Never heard of this before. Anyone?
Markov model predicts short-term disability in multiple sclerosis
Date: Fri, 22 June 2007
The findings published in the June 12th issue of Neurology support the novel use of a Markov transitional model in predicting the short-term disability in patients with multiple sclerosis (MS).
The standard statistical methods of survival analysis used to create clinical predictive models do not include the ongoing changing nature of MS, Dr. H. L. Weiner, of Harvard Medical School, Boston, and colleagues point out.

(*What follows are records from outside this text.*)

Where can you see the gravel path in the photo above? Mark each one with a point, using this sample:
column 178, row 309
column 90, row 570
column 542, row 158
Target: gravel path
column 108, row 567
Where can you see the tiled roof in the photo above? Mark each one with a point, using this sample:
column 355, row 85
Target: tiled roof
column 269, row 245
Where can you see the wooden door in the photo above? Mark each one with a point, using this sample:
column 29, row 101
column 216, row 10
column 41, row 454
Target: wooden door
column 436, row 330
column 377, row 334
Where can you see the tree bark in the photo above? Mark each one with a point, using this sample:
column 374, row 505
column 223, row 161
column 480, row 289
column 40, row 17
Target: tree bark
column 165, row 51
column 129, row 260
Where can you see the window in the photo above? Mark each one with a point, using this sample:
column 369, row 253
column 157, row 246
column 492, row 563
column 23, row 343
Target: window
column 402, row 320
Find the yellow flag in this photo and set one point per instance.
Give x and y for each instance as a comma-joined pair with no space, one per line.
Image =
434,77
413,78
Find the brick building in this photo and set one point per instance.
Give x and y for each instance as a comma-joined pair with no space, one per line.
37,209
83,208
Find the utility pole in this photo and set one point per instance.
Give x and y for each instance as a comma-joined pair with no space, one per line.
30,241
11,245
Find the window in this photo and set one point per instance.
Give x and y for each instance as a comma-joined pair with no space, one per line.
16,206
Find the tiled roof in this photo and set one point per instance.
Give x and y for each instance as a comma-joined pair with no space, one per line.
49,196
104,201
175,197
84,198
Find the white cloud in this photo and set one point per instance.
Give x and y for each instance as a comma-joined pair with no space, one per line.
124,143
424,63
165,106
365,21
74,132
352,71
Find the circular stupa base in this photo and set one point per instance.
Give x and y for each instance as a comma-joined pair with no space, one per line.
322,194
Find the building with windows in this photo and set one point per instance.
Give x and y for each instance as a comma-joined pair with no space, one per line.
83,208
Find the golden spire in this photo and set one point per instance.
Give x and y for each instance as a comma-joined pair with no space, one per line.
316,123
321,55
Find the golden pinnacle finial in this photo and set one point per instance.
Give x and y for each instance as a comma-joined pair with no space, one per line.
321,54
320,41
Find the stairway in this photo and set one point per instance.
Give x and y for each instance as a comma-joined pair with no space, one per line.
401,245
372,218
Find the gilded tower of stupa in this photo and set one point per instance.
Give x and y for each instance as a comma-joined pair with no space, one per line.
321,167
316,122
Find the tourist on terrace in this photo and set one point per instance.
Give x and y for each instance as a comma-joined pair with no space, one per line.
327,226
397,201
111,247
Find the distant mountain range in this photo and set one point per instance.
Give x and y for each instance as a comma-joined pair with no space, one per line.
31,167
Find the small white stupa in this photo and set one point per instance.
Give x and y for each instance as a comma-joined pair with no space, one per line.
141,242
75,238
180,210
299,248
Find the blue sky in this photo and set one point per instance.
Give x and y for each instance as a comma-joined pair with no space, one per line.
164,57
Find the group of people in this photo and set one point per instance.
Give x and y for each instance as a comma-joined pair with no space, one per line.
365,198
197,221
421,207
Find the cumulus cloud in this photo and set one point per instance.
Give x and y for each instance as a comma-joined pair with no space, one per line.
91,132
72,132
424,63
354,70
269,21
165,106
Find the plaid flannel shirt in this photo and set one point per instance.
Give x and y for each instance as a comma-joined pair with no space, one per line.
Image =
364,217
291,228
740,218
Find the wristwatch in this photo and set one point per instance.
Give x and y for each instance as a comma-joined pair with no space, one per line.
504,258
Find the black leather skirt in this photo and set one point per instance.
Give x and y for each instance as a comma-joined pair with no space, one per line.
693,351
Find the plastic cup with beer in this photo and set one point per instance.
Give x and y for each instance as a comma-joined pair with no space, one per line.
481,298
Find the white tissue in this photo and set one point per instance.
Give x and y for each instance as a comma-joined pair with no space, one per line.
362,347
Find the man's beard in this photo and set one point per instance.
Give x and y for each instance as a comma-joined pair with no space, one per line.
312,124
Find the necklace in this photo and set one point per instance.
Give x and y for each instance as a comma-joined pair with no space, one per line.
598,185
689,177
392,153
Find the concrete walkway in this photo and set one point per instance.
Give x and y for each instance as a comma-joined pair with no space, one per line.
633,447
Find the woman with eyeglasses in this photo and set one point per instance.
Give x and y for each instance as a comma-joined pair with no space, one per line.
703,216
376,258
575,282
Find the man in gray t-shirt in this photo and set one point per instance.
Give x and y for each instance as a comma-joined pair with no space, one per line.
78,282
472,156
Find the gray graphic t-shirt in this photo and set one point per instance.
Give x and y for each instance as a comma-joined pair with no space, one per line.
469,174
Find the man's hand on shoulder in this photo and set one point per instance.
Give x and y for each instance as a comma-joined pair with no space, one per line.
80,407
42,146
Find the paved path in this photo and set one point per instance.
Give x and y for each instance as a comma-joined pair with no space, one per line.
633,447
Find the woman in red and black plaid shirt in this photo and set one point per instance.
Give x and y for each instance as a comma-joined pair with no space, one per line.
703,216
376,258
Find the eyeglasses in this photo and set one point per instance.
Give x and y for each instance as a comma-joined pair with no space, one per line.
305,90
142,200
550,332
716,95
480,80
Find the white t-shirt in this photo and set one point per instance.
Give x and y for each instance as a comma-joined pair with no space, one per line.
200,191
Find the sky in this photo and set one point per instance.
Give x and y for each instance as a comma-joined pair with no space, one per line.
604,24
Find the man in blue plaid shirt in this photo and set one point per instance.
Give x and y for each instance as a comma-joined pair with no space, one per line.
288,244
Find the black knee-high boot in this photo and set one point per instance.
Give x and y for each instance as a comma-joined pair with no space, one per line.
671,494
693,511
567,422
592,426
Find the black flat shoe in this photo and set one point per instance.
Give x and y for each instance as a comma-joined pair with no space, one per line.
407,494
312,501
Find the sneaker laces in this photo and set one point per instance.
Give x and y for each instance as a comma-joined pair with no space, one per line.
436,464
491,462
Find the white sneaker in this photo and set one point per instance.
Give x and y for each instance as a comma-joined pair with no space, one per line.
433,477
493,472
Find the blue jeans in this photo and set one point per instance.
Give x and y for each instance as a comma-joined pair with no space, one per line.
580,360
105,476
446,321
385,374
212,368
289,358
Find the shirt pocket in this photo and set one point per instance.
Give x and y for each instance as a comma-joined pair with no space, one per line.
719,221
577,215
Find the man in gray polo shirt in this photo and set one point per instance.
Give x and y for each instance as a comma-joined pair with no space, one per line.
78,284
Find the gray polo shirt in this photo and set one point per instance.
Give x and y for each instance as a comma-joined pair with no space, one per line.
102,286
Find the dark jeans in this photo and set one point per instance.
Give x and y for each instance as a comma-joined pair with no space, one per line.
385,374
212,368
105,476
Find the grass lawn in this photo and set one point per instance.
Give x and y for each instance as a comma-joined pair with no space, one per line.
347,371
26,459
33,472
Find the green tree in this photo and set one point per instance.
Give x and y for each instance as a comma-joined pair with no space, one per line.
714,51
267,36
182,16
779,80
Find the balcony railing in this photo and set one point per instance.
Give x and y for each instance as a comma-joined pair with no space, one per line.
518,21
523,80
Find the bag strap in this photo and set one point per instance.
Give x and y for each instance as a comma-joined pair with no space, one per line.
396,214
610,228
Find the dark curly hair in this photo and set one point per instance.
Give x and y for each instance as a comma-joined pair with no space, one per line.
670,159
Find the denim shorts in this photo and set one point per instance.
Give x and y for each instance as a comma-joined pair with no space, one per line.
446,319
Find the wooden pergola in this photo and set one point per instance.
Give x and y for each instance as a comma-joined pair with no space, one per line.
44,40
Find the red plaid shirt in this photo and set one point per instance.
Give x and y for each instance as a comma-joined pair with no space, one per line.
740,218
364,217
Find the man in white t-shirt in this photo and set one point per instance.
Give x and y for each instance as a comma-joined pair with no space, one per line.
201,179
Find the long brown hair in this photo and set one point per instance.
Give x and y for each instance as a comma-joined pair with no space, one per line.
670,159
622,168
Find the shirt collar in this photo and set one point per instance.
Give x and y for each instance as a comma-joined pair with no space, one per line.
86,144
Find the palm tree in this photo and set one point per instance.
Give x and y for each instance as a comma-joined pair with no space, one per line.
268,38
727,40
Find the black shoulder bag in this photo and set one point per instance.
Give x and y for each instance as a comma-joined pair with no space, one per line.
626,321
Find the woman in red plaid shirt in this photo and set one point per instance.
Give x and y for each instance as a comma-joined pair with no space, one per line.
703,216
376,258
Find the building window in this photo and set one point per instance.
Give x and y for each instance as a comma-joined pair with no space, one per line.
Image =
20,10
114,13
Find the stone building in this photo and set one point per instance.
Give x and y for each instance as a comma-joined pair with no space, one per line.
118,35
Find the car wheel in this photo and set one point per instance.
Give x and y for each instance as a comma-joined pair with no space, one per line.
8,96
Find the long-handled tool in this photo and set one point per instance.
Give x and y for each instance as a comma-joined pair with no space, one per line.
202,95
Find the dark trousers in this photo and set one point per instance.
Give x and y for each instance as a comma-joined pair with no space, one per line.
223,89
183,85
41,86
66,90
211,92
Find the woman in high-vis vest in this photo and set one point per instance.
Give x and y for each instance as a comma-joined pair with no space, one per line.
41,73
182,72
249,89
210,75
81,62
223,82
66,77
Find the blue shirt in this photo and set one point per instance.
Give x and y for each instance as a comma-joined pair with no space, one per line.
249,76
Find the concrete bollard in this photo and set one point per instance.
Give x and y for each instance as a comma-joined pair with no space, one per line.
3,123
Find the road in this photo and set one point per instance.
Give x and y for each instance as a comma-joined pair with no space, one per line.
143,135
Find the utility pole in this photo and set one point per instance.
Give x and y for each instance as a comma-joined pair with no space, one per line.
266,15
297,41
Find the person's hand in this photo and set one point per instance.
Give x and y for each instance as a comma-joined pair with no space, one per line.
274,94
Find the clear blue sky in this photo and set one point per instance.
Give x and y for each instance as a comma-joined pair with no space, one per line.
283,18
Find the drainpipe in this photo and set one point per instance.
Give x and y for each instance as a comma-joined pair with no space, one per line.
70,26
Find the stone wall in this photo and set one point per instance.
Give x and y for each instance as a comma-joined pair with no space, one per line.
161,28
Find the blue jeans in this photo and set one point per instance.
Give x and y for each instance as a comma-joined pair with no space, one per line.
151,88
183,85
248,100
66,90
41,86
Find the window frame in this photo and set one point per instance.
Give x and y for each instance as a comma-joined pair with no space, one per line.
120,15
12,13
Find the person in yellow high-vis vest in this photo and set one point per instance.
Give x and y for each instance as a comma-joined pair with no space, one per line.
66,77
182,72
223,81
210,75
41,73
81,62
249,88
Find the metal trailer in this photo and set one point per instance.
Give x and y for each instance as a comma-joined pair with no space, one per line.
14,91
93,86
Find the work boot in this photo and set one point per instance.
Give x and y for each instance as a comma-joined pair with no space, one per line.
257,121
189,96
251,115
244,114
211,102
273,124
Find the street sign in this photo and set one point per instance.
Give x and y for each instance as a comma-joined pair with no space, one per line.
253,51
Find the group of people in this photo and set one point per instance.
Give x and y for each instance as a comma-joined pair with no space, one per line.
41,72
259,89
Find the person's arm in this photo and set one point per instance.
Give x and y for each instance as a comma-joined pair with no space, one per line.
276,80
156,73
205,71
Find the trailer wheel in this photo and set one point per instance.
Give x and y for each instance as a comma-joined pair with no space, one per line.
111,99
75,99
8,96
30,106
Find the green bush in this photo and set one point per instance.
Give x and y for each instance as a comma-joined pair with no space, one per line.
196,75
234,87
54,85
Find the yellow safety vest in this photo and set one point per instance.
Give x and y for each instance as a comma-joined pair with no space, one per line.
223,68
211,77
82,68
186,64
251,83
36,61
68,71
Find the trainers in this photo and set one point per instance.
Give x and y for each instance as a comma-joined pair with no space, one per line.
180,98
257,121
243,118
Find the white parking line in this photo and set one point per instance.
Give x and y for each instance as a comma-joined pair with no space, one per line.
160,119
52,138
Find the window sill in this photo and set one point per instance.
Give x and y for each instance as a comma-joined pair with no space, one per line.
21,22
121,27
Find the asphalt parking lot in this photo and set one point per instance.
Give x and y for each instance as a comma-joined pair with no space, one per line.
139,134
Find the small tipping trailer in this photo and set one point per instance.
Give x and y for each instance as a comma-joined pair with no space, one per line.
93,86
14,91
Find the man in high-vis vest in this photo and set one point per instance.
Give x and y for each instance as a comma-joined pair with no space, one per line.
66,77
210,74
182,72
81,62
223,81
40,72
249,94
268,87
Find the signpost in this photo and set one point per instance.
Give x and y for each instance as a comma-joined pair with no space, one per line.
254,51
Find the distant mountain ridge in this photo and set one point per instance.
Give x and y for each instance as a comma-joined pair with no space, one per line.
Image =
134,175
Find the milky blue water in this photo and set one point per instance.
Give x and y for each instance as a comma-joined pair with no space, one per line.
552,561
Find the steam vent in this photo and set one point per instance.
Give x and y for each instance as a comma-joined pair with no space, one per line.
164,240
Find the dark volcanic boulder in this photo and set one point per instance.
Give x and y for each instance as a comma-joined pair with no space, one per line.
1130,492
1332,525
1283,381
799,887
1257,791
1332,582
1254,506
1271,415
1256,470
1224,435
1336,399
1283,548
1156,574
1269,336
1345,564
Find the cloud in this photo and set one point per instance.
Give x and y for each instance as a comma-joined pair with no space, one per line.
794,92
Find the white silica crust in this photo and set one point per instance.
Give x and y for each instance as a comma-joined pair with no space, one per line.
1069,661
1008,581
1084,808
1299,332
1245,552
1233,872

However, "Markov transitional models incorporate the fluctuating nature of chronic diseases through the analysis of discrete states of progression and make use of all clinical information."
In the current study, the authors developed covariate-specific short-term disability curves to predict the likelihood of disease progression using the Expanded Disability Status Scale (EDSS) at semiannual visits. They prospectively collected EDSS scores for 218 MS patients with relapsing-remitting disease or clinically isolated syndrome.
The investigators applied their longitudinal data to a Markov transitional model and the patients' previous history of disability was used to predict subsequent short-term disability measured by EDSS. Once the model was fit, a probability matrix was generated for each subject based on specific clinical and MRI covariates.
The researchers found that patients in the lowest baseline brain parenchymal fraction quartile and those in highest T2 lesion volume quartile experienced progression according to EDSS.
In patients with a six-month EDSS of two, the probability of progressing to a sustained EDSS of three within three years was 0.277 for those with a low brain parenchymal fraction and a high T2 lesion volume.
Whereas, the corresponding probability was 0.055 for patients with a high brain parenchymal fraction and a low T2 lesion volume.
"Now that we have established this new method, we can further assess its value in the progressive stage of MS and its ability to evaluate the influence of additional covariates such as specific treatments, relapses, new MRI metrics, as well as immunologic and genetic markers on subsequent disability," Dr. Weiner's team concludes.